Search code examples
visual-c++xhtmlhtml-parsingmsxml

Parsing online HTML pages using msxml/IXMLDOMDocument


Any good tutorial on parsing online HTML pages using msxml/IXMLDOMDocument?

I need to parse HTML pages using XPATH expressions.

Most probably some of HTML pages will not be 100% valid , so I need to configure parser to be more "friendly" or not so strict for such pages.

Any ideas?


Solution

  • You can tidy up invalid html using tidy or a tidy wrapper library.
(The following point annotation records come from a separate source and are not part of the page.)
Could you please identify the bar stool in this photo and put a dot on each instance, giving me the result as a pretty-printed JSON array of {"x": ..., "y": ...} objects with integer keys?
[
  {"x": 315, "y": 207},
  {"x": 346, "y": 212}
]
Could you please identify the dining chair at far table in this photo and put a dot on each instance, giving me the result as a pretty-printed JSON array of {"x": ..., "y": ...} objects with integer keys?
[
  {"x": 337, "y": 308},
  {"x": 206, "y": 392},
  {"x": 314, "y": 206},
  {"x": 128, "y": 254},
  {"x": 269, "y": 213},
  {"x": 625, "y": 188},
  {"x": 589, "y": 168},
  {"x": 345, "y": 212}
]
After doing this you can parse the html with specifying xhtml namespace using MSXML.
    EfTidy is a good, up to date open source tidy wrapper project to tidying up html.
    I want to show an example written in VBScript to addressing with XPath to get title of this question.

    'EfTidy constants
    Const XhtmlOut = 1
    Const DoctypeLoose = 3 'for transitional
    
    Dim EfTidy, sInvalidHTML, sValidHTML
    
    With CreateObject("MSXML2.XMLHTTP.6.0")
        .open "GET", "http://stackoverflow.com/q/12027205/"
        .send
        sInvalidHTML = .responseText
    End With
    
    Set EfTidy = CreateObject("EfTidy.tidyCom")
    With EfTidy.Option 'config
        .Clean = True
        .OutputType = XhtmlOut
        .DoctypeMode = DoctypeLoose
    End With
    sValidHTML = EfTidy.TidyMemToMem(sInvalidHTML)
    
    With CreateObject("MSXML2.DomDocument.6.0")
        .async = False
        .validateOnParse = False
        .resolveExternals = True
        .setProperty "ProhibitDTD", False
        If .LoadXml(sValidHTML) Then
            .setProperty "SelectionLanguage", "XPath"
            .setProperty "SelectionNamespaces", "xmlns:xhtml='http://www.w3.org/1999/xhtml'"
            WScript.Echo .SelectSingleNode("//xhtml:div[@id='question-header']/xhtml:h1").Text
        End If
    End With
    

    Hope it helps.